Thanks for the replies, everyone. The 'brick wall' so to speak, that Intel hit, sums it up for me. I wasn't aware that they ran into that issue.
The point which others haven't explained (and I'll try to) is why today's processors are faster, at a lower clock speed (discounting the multi processor thing).
Intel had got itself into two problems with the Pentium 4. Firstly, they'd hit the wall in terms of clock speed (around 4GHz). Secondly, in order to reach this high speed, they'd had to increase CPU pipeline lengths.
A CPU can't simply process a whole complex instruction every clock cycle... these instructions must be broken down into smaller simpler steps (get instruction, decode, get first operand, get second operand etc.)
In order to speed things up, a pipelined processor operates on multiple instructions at once. So while the newest instruction is being fetched, the previous instruction is being decoded, the prior one is having it's first operand fetched etc. The last generation of the P4 had a pipeline that was 31 stages in length - that is, 31 instructions were 'in flight' at once.

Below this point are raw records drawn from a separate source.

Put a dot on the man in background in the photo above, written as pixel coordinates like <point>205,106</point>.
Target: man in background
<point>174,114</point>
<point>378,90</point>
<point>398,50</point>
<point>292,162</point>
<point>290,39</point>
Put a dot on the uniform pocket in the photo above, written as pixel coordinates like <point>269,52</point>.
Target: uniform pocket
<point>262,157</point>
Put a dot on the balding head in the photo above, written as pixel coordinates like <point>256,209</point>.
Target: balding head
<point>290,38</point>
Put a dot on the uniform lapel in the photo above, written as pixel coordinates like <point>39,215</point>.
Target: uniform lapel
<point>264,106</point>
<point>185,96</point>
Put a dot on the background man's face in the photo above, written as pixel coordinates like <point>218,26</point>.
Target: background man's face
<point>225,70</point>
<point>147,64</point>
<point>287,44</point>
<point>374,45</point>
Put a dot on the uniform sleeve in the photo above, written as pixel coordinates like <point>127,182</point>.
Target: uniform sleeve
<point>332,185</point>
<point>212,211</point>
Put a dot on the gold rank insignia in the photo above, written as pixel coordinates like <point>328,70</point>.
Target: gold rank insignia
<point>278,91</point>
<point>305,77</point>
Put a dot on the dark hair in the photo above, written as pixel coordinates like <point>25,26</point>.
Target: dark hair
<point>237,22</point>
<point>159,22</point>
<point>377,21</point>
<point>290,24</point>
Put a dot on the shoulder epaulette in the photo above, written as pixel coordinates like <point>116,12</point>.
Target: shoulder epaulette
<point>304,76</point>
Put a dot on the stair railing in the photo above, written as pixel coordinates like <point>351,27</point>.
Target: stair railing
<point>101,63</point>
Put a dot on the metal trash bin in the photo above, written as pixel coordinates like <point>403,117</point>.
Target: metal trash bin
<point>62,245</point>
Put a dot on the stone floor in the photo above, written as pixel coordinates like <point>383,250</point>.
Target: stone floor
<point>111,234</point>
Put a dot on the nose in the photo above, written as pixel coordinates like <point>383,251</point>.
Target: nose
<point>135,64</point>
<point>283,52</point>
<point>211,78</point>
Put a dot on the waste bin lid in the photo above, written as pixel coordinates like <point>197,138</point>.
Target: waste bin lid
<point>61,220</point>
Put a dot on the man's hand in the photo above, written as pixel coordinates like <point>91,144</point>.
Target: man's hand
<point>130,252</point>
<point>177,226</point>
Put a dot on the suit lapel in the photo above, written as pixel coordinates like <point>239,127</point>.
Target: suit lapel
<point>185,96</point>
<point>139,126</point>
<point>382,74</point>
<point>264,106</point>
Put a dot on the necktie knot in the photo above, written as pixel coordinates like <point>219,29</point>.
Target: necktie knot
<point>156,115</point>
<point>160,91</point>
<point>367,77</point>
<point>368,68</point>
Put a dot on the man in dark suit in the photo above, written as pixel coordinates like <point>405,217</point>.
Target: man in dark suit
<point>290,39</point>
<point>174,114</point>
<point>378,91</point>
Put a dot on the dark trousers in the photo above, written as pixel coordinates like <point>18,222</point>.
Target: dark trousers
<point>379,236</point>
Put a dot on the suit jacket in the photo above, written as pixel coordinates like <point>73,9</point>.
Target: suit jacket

The problem with a very long pipeline is what happens if the program takes a change of direction. If you're in a loop, or the program hits an 'if' comparison etc. In the worst case, you only discover that you've branched off when a comparison instruction is most of the way to being processed. At this point, all the instructions in the pipeline behind it have to be thrown away - because you're branching off elsewhere and those instructions never should have been executed. This is called a pipeline 'bubble', and it meant that as the
P4 range got higher clock speeds and longer pipelines, they became steadily less efficient. Sure, there are ways to lessen the impact of 'bubbles' - but the P4 approach had run out of steam.
Luckily for Intel, they had a team of engineers in Israel working on a new processor design. This took the old PIII design (which had a short pipeline) and added new improvements to it. In a brave move, Intel decided to completely abandon the P4 architecture and take a step back... and the
Core family was launched.
This new family scaled back the processor speed, halved the pipeline length, but managed to do more for each clock cycle. Instructions were bunched up, SSE instructions executed quicker, more instructions set off at once and yes, the new architecture also better allowed the integration of multiple cores on a single IC. Other important changes came with '64 bit' processors - which also introduces new registers (short term storage areas) and instructions, improving the ancient x86 architecture (which frankly sucked).
Do you think there will be a point in time when CPU manufacturers won't be able to 'outpower' the previous generation of machines due to power consumption issues?
I think we're still some way off that.
I think our current problem is more in software than in hardware. While the use of multi core CPUs has become more prevalent, I think app writers have failed to make their software take advantage of this.
I own a 4 year old 8 core Mac Pro. While many of the newer consumer Mac line is faster for single threaded tasks, this computer still holds its own with applications that can use all of those cores. I've actually seen a speed-up in apps over time on my machine, as more use is made of multi core (for instance Adobe lightroom parallelises more things in the last two releases). Most of the time though, even when running flat out - I'm only seeing perhaps 1/4 of the total available CPU power being used. Only very specialist apps (like video encoding) make use of that power.
So there's a lot of unused power out there, and if CPU makers continue to add cores rather than GHz as a means of increasing speed - then OS and app writers will need to work a lot harder to make use of that. If they don't - then we're going nowhere.